Muscovites, Murder and Mayhem: Eye of the Red Tsar and Child 44

The fact that I've recently read two crime novels set in the U.S.S.R. under Stalin seemed excuse enough for a blog posting. Eye of the Red Tsar by first time novelist Sam Eastland (apparently, a pseudonym)was an interesting, if flawed, read. The portrayal of the Soviet Union in the early years of Stalin's dictatorship was a fascinating one, as was his depiction of the last reigning years of Tsar Nicholas II and his family. The protagonist is Inspector Pekkala who operated as an impartial investigator for the Tsar. After ten years in the gulag post-revolution, he is pulled out by Uncle Joe himself to investigate the murder of the Tsar and his family, to once and for all lay the matter to rest.
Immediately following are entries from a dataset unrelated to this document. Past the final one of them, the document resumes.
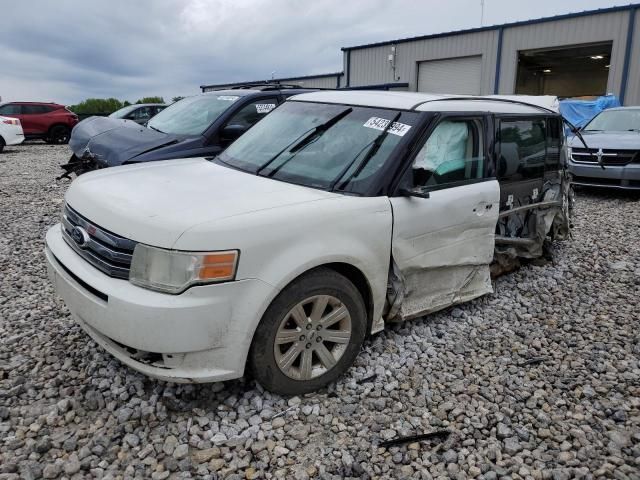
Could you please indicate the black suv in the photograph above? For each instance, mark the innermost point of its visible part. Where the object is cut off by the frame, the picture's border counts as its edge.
(199, 126)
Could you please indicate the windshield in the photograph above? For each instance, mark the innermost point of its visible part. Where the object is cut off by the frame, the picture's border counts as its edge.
(123, 112)
(616, 121)
(321, 145)
(192, 115)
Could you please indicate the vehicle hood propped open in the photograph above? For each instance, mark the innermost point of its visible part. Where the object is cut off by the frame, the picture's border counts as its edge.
(112, 141)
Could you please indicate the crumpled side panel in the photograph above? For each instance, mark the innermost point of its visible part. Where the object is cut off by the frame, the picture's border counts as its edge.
(421, 292)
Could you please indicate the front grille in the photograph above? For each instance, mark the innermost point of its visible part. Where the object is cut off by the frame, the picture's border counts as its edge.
(609, 156)
(106, 251)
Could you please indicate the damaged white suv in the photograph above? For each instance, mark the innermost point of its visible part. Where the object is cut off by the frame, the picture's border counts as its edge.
(337, 213)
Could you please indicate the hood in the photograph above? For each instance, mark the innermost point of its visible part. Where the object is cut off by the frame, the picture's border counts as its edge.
(114, 141)
(154, 203)
(608, 140)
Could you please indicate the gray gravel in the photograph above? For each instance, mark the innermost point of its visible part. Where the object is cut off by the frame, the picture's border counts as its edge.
(69, 410)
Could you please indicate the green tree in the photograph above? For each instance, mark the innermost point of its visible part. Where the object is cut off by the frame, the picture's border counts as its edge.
(103, 106)
(151, 100)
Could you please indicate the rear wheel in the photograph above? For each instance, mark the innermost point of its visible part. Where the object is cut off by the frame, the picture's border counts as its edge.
(59, 135)
(309, 335)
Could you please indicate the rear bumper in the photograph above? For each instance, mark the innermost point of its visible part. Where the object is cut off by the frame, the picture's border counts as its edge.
(625, 177)
(202, 335)
(13, 136)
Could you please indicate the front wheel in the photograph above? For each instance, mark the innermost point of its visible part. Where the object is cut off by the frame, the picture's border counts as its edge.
(309, 335)
(59, 135)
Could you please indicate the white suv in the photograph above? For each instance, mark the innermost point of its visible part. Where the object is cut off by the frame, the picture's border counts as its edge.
(338, 212)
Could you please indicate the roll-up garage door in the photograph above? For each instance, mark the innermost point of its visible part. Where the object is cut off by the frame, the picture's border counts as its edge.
(453, 75)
The mystery and the setting are reasonably engrossing, but both his politics and his characterizations seem a little simple. Pekkala seems almost superhuman in his abilities as an investigator, his remarkable survival skills, and his incorruptibility. And I'm beginning to think I've read too many mysteries, but the ending seemed telegraphed and fairly obvious to me. The Tsar is seen as so kindly and upstanding I had a little trouble buying it. It also seems as if this is intended to be the first book in a series, and Pekkala will continue to investigate crimes for Stalin. Which doesn't really make sense, as according to Soviet dogma, a country as free and happy as the U.S.S.R. has no crime, so I'm a little baffled as to how this series will progress. At least I'm interested enough to find out how, if he does subsequently publish a sequel (and someone sends me a a reviewer copy).
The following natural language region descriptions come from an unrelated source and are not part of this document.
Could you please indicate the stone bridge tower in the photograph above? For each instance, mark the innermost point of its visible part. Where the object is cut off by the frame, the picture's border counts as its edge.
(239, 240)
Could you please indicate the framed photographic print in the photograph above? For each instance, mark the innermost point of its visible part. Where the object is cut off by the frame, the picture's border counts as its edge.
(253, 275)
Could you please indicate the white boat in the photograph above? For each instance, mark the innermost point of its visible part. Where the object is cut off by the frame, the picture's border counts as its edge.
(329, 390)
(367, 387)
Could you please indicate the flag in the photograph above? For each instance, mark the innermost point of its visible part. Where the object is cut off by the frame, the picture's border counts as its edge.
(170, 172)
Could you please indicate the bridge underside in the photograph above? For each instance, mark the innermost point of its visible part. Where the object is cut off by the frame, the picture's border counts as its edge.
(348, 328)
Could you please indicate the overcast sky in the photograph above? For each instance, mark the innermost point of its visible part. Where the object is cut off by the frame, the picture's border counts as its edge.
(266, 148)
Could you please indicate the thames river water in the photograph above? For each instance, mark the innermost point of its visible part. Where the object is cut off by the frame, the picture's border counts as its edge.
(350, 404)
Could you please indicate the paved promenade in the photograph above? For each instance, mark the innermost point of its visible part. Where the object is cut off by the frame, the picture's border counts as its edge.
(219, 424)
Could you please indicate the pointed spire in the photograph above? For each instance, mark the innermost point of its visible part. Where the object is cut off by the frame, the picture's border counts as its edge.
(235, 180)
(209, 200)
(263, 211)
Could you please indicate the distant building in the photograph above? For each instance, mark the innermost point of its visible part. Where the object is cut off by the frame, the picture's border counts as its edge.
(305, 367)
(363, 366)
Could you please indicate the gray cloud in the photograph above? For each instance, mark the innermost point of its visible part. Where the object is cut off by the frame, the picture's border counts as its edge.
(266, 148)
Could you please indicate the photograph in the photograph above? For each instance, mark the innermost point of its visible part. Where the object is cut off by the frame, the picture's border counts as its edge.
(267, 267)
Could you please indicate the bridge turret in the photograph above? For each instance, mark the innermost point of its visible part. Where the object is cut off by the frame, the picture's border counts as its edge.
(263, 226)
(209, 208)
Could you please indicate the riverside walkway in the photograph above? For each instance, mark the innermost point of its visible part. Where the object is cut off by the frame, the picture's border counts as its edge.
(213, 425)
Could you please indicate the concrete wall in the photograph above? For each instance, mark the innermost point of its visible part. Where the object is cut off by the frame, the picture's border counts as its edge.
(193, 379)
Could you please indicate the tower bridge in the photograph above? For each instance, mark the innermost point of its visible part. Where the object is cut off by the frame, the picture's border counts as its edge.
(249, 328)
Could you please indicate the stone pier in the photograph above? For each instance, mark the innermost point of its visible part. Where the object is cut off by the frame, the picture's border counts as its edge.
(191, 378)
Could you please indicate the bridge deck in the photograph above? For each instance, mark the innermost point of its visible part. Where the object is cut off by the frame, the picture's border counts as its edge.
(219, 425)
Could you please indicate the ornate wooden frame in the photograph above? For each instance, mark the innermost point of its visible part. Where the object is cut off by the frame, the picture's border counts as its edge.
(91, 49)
I think I may be one of the last people to read Child 44, Tom Rob Smith's excellent thriller, which serves almost as a bookend to Eastland's offering as much of the story is set in the Soviet Union in the last months of Stalin's dictatorship. The protagonist, Leo Demidov is an officer with the Soviet secret police, and the book vividly tracks his moral and political awakening through his investigation of a series of child murders. There is paranoia and fear on every page. At some points the Soviet system is seen through the filter of office politics: imagine having a job where if the guy in the next cubicle doesn't like you, or is jealous, or wants your job, he can report you and get you arrested, or killed. The characters are believably canny and paranoid. Leo is a wonderful hero, as he goes on a true journey from being a willfully blind Soviet cog, to being someone who has found some kind of personal decency and a sense of purpose through both his investigation and through a deepening relationship with his wife. Late in the book, Smith indulges in some typical thriller mayhem and silliness which disappointed me as his book is compelling enough that the final coincidence seemed unrealistic and unnecessary.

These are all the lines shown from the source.